At first glance, this agreement looks good. It seems like a fair and reasonable agreement that deals with the mortgage, as well as ensures that wife gets her portion of the equity in the home. However, this agreement only works if the following happens:

  1. Husband is able to refinance the home;
  2. Husband refinances the home within a reasonable period of time (let’s say three months);
  3. Husband and Wife agree on the value of the home, and thus agree on the equity;
  4. Husband pays wife her portion of the equity soon after he refinances (let’s say a month).

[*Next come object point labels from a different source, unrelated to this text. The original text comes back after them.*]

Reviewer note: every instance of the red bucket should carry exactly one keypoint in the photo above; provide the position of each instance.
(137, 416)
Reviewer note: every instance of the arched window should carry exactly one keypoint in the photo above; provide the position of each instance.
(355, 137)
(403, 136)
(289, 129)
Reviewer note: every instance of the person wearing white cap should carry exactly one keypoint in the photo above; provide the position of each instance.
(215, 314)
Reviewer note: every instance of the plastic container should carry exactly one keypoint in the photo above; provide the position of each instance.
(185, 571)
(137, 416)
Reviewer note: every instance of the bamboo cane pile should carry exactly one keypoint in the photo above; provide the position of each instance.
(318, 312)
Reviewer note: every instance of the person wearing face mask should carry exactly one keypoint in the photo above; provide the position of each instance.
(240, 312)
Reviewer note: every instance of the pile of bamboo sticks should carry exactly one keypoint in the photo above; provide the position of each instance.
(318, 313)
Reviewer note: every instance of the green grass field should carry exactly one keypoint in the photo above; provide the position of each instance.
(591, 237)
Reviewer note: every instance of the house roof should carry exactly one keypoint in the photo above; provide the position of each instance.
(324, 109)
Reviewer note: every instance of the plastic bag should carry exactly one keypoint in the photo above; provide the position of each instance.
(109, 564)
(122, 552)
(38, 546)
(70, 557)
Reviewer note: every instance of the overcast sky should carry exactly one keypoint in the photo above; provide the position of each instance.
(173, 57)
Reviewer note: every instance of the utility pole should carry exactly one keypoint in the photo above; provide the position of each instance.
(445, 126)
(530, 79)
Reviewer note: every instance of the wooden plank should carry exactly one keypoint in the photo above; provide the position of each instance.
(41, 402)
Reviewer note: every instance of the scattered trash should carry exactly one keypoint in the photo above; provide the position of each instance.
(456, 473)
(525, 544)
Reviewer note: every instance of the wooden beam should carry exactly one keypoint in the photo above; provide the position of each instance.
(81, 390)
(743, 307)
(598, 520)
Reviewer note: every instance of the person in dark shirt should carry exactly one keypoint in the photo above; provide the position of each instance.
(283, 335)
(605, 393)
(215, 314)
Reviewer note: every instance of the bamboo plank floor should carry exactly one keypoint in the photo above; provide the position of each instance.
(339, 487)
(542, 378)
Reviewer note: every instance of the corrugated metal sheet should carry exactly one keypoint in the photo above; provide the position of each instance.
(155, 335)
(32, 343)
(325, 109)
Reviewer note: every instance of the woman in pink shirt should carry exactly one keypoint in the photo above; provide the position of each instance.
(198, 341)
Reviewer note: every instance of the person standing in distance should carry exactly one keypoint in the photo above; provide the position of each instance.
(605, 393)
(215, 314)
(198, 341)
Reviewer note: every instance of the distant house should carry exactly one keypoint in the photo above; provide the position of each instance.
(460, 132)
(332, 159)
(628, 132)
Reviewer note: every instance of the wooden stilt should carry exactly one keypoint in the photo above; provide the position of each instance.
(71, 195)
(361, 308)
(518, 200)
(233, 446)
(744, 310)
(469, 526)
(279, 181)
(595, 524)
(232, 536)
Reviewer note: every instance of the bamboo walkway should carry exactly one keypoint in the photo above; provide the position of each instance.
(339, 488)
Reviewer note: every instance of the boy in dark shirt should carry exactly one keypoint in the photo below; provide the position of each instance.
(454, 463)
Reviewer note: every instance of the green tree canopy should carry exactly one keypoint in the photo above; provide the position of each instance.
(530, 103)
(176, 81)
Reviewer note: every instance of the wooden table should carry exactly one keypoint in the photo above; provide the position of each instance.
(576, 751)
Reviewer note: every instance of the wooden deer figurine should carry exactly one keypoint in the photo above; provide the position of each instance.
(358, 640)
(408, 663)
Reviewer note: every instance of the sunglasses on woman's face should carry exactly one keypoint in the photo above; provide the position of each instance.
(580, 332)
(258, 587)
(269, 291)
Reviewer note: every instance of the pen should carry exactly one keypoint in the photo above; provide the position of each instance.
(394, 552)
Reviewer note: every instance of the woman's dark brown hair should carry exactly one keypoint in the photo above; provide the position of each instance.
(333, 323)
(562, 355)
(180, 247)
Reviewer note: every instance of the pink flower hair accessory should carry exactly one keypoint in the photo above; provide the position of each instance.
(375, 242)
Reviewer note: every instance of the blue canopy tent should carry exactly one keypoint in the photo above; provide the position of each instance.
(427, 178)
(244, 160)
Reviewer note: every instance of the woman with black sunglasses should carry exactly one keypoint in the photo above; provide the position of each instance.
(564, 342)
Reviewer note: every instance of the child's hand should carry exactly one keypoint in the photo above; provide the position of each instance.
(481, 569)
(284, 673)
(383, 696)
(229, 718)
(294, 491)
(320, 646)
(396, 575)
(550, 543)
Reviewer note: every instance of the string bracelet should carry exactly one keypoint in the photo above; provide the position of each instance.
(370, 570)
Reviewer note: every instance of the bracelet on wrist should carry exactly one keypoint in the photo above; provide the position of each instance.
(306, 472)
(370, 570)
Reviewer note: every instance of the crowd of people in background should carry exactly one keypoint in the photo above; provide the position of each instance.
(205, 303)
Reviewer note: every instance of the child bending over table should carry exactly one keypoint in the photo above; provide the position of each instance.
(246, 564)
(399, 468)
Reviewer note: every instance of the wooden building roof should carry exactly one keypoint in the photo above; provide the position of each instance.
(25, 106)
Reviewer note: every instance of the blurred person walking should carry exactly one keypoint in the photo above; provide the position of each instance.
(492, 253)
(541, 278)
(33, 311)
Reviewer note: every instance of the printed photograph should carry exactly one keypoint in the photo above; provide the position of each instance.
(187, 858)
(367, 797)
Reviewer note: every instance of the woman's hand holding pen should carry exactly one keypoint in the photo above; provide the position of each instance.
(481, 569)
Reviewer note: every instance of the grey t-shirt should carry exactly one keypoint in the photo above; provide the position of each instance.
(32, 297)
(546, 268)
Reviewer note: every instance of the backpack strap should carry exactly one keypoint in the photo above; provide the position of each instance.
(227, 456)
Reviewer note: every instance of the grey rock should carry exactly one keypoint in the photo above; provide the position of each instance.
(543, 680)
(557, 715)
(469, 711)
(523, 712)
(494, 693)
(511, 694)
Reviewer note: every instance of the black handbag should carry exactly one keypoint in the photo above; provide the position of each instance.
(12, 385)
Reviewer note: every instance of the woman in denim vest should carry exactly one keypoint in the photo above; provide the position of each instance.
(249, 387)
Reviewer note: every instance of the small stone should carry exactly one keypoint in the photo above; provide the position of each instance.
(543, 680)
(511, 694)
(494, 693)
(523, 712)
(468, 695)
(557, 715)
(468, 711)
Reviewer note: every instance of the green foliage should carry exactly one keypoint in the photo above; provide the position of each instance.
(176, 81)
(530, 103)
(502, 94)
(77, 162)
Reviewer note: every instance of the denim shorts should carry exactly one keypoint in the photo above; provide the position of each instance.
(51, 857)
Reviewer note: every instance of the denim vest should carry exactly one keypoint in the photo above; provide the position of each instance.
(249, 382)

Unfortunately, as you can imagine, things don’t always go as planned. Thus, if an experienced family law attorney reviewed the above agreement, he or she would likely revise it to say something like the following:

“Husband shall remain in the marital home. Husband shall refinance the marital home within 60 days of signing this agreement. Within 90 days of refinancing the marital home Husband shall pay the wife $30,000.00 which represents half of the equity in the home. If Husband is unable to refinance or fails to refinance the marital home within 60 days of signing this agreement, then the home will be immediately put up for sale and listed by realtor Mr. X. While the home is listed for sale Husband shall be responsible for all bills, taxes, and expenses related to the marital home. Once the home is sold the parties shall split any equity or liability 50/50 after closing costs and realtor fees. ”

As you can see the above agreement covers all of the issues I raise with the original agreement. This way even if things don’t go as planned, you and your ex have a backup plan. To avoid an unfortunate mistake such as the example above, make the small invest of having an experienced family law attorney look over your agreement.